To Schedule

This isn't going to work.  Yes it is.  Everything that I've ever written has been accomplished to a schedule: the diaries that I kept growing up, a page of handwritten angst every evening, for the better part of six years; my dissertation, six hours a day for a year to draft, each workday carefully recorded on "time cards" to keep me honest; my first (and, as yet, only) book, a page a day (about 500 words), every weekday including holidays (yes, even holidays, if they fell on a weekday), for two years.  Even this blog, maintained against all blogging averages for nearly three years, with the promise to myself to post at least 14 times per month, ideally every other day.   I know how to write to a schedule.  What I don't know is how to write without deadline.

What am I doing?  I have job applications still to read, a class to prep for tomorrow, chapters of dissertations to comment on, an article that needs to be reviewed for the board that I am on.  What business do I have spending this morning, any morning, simply working on stuff that I want to?  Worse, stuff that has no prospect of being published in the near or even semi-distant future?  Deadlines--deadlines I know how to cope with.  What I don't know is how to write just because I'm interested.  Okay, that's not entirely true.  It's in large part one of the reasons that I started this blog: to give myself a frame in which to muse about things that I simply want to think about, without worrying what my colleagues might think.  Except that I do.  I wish that they would validate the writing that I've done here.  I'm not saying that I deserve to be promoted or anything.  Except that I am.  Except that this writing doesn't count because it's not serious enough.  Or something.  Why can't I just write what I want and have that count?  Why does writing something that matters have to be painful?

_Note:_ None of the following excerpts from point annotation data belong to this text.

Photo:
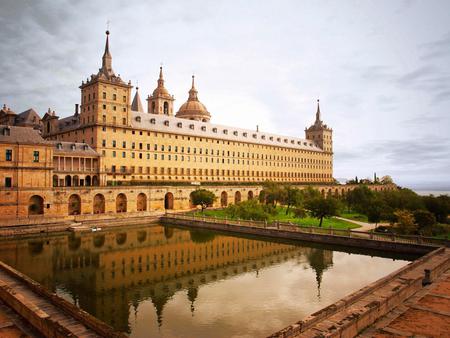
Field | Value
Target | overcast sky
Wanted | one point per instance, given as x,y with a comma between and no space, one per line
380,68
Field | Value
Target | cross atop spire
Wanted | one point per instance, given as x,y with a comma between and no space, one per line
161,78
107,59
318,112
193,92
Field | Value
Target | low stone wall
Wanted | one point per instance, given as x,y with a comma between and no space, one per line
353,313
308,237
41,320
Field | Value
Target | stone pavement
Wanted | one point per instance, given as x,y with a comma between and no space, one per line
12,325
364,226
426,314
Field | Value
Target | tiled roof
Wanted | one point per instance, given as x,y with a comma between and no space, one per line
73,148
21,135
171,124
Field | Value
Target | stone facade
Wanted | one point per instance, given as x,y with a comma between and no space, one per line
139,162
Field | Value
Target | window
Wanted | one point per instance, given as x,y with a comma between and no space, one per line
8,154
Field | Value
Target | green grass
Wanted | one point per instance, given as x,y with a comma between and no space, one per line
354,216
282,217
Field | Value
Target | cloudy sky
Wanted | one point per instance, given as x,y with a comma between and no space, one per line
380,68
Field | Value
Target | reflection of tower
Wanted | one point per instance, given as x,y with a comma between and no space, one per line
192,296
159,299
319,260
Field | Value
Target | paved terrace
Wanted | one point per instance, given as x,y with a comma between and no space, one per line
49,314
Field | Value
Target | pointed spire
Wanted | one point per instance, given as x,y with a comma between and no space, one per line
318,112
193,92
107,59
161,78
136,105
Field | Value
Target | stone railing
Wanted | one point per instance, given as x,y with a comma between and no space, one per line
291,227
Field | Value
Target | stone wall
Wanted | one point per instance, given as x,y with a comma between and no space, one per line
83,203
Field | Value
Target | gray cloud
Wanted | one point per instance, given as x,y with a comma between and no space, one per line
380,70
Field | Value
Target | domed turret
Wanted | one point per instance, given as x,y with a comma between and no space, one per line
193,109
160,102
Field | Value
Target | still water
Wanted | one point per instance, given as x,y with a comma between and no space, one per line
157,281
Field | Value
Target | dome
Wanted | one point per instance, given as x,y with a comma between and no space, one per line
193,109
161,91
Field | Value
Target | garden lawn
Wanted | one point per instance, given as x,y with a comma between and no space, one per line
354,216
282,217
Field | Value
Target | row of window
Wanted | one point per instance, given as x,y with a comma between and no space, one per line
113,97
9,155
213,172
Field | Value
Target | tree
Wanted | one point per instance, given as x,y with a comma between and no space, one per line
360,198
439,206
425,221
290,197
271,193
309,193
405,222
375,210
250,209
386,179
203,197
321,207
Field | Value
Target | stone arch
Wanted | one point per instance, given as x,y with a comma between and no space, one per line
121,238
36,205
237,197
223,199
121,203
168,201
191,203
35,247
55,180
68,181
141,236
74,242
141,202
98,241
99,204
74,205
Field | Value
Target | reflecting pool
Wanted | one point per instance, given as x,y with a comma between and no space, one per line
162,281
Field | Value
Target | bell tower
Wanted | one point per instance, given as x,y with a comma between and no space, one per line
320,133
105,97
160,102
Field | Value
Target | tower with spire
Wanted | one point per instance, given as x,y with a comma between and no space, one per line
193,109
105,98
160,102
319,133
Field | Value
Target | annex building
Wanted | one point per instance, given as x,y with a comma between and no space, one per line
115,154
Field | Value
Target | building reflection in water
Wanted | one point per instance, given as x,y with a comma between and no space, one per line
108,273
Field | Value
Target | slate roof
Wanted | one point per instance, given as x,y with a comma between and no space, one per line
73,148
21,135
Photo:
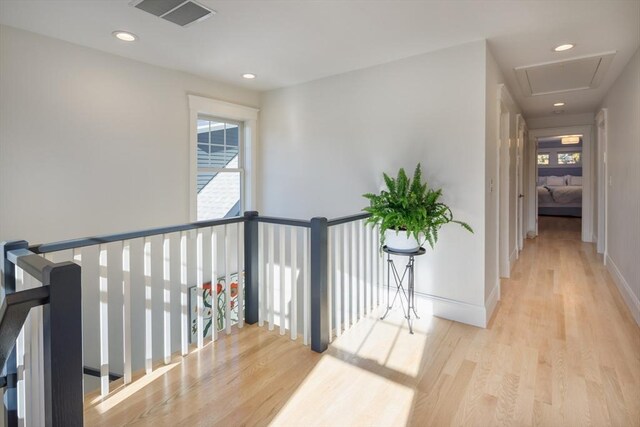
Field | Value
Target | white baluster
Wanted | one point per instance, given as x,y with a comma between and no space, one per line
294,284
227,282
346,284
215,272
270,276
184,304
241,280
21,360
148,308
305,286
338,274
166,272
262,298
281,277
330,266
199,286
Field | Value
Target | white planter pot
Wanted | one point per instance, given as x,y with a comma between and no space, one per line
400,242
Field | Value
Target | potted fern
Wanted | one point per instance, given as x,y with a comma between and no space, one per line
408,212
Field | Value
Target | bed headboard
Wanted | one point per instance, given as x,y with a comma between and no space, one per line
560,171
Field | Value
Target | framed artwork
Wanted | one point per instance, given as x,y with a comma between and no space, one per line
209,309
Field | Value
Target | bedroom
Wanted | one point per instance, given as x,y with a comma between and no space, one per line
559,177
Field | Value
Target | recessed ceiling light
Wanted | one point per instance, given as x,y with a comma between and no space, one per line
563,47
125,36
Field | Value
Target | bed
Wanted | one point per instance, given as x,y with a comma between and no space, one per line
560,195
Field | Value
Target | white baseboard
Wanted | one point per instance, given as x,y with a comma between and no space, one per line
491,302
471,314
625,290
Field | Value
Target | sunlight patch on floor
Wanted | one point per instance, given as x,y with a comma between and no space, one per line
313,403
388,342
123,392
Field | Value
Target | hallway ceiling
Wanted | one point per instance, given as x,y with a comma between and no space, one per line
291,42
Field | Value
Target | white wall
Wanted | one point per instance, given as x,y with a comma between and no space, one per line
560,120
493,79
493,201
326,142
623,144
91,142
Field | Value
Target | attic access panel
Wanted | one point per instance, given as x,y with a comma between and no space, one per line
180,12
564,76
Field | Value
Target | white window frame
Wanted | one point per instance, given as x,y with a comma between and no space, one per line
248,116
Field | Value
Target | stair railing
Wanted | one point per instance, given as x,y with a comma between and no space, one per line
313,278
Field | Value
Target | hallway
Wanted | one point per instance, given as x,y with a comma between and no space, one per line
561,350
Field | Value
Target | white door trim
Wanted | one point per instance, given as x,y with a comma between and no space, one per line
602,190
506,107
587,170
520,193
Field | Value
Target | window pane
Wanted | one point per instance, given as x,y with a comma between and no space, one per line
543,159
203,131
218,195
218,144
568,158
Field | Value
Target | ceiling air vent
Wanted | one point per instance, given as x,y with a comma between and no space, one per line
564,76
179,12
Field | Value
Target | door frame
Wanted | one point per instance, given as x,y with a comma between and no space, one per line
520,188
602,190
587,172
505,108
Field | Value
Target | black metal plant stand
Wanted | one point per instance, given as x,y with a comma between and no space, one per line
408,293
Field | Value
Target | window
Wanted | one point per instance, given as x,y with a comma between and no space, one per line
220,168
222,141
569,158
543,158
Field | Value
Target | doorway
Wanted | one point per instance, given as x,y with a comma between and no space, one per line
601,188
563,181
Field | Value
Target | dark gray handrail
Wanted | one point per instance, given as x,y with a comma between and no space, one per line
349,218
91,241
13,312
284,221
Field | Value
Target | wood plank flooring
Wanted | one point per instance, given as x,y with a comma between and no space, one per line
561,350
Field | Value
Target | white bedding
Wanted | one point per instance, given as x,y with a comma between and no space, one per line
544,195
566,194
560,195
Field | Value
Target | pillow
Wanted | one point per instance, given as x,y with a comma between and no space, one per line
556,180
575,180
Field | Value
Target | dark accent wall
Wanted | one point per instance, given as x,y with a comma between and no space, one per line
560,171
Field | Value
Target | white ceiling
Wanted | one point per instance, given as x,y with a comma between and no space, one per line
290,42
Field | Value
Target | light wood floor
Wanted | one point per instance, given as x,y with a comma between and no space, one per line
561,350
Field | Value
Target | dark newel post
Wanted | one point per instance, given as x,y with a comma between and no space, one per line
251,245
319,289
62,322
11,371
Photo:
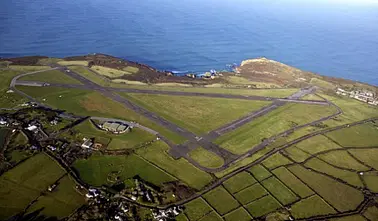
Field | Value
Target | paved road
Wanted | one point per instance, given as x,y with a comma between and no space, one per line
193,140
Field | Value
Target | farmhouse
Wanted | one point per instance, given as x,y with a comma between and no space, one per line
87,143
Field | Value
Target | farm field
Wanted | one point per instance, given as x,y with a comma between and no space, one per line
197,114
275,122
206,158
181,168
88,103
297,186
312,206
134,138
99,169
239,182
339,195
197,209
251,193
53,76
365,135
217,198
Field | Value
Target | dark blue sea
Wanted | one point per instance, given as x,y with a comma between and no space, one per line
334,37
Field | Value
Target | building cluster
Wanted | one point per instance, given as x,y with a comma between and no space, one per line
115,127
361,95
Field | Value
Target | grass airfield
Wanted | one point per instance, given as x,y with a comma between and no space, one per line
327,174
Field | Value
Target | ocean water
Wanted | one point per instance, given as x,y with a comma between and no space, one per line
335,38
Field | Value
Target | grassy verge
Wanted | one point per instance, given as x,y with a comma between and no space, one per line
317,144
239,182
206,158
341,158
217,198
279,190
99,169
238,215
197,114
88,103
251,193
341,196
349,177
292,182
240,140
312,206
365,135
196,209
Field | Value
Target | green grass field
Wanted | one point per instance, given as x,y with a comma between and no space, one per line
276,160
24,183
213,216
317,144
132,139
25,68
88,103
196,209
312,206
221,200
368,156
371,180
259,172
279,190
8,100
339,195
98,168
197,114
297,186
343,159
364,135
263,206
250,194
275,122
206,158
181,168
239,182
239,214
53,76
349,177
110,72
61,202
297,154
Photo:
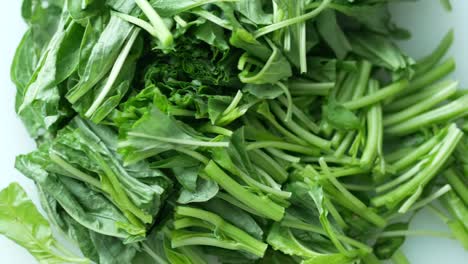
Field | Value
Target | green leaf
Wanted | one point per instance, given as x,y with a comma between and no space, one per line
331,32
204,191
340,117
22,223
385,247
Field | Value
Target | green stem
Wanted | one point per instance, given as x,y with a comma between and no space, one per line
114,73
411,156
235,101
182,239
228,198
284,146
344,145
74,172
457,184
193,154
412,99
209,128
181,141
307,87
421,106
301,132
430,77
268,164
288,22
378,96
160,29
425,64
399,258
374,129
349,201
152,254
363,79
298,224
284,156
452,110
306,121
288,100
251,244
426,174
399,233
211,17
262,204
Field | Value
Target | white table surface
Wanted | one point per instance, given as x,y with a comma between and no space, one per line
428,23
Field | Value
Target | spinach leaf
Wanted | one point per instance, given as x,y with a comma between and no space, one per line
22,223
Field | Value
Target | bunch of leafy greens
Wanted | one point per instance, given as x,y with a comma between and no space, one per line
266,131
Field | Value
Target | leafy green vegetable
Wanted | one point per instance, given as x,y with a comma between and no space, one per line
249,131
22,223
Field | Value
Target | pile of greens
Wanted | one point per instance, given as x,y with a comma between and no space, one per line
266,131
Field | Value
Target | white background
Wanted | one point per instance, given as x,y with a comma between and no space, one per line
428,23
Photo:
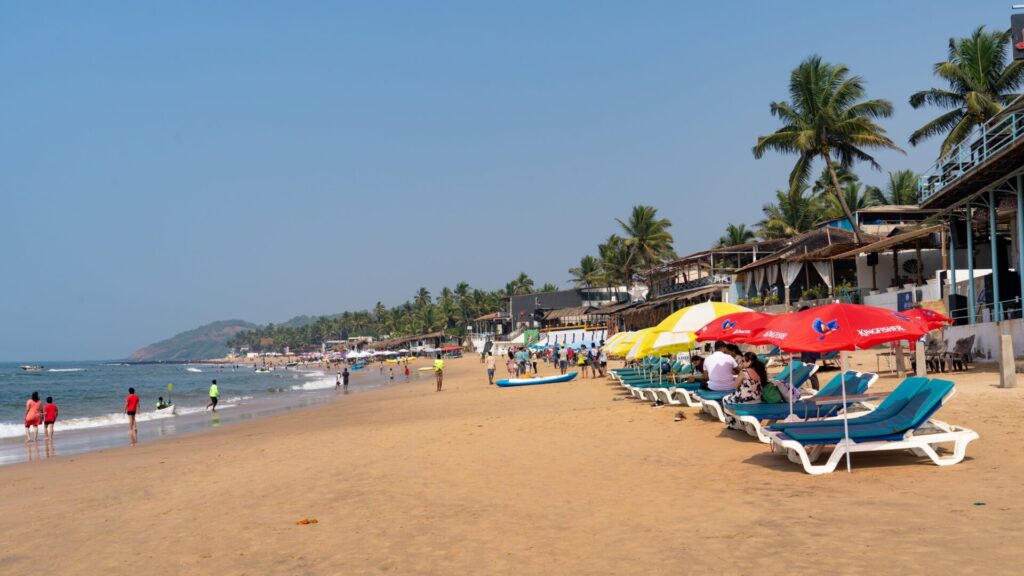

Prof. Silvia would say that I'm just making excuses, and he's right.  Except that he didn't quite cover this one.  He talks about not writing because you claim you can't stick to a schedule (even when, ironically, you manage to teach your classes or exercise according to one).  And he talks about not writing because you think that you need to do more research (a.k.a. in psychology, "more analyses").  And he talks about not writing because your space isn't quite right, you need different furniture or equipment.  And he talks about not writing because you don't feel like it yet and are waiting to be inspired.  I know that all of these barriers are, as he says, specious.  I've battled and prevailed against them over and over.  I know that I write best when I am writing every day, not just when I feel like it.  I know that I can obsess over my space, my desk, the lighting, the keyboard, but I've taken care of all of those things; my space(s) and equipment are fine.  Plus, in college, one of my favorite things to do was to take my pen and paper (gasp!) and sit somewhere outside on campus (this was in Houston).  There are lots of perfect spaces, lots of settings in which I can write.  Well, sort of: I do have a hard time convincing myself I can do serious scholarly work without a nest of books.  But let's keep going here.  Thanks to Matt Groening, I have always known the way to avoid "the stomach churning agony of having to finish your thesis" ("Read another book").   And I know--and have proven to myself time and again--that I can keep to a schedule.  So what's stopping me now?

Fear.  As always, fear.  It is hard getting yourself to sit down every day, rain or shine, whether you feel like it or not, to face the page.  Much easier to claim that there are other things more pressing on your time, other things that need to be finished now while the writing can wait.  What happened summer before last?  I lost my nerve.  I couldn't face going into work anymore and staring at the page, wrestling with the prose that just wouldn't come clean.  But why?  I'd been there before, I knew what the process was like.  Ah.  But only under deadline.  Only with the threat of not graduating, not getting tenure, not getting a fellowship to go on leave, letting my colleagues down because I was late with an article for a collection.  Terrified as I was of facing the page, I was more terrified of losing my job, losing face, not honoring my obligations.  But when it's just myself that I need to please?  Well, much easier to make an excuse for why I don't feel like writing today.  Like sticking to another deadline, something that my colleagues or students expect me to do now.  How dare I think that it is more important to spend two hours this morning simply noodling around with my research when there are chapters to read, meetings to attend?

Oh, it is tempting to keep going here, but look, it's 8:32.  Time to start working on something that counts.  No, I'm sure there's a fallacy there, but I've promised myself to let myself work.  Enough barriers.  Enough.  Right.  As Bilbo said, "I am going.  I am leaving NOW."  Maybe I need a magic ring.... It's now 8:40 and I'm still here, tinkering, proof-reading, adding links. Sigh. Maybe if I make myself another cup of tea.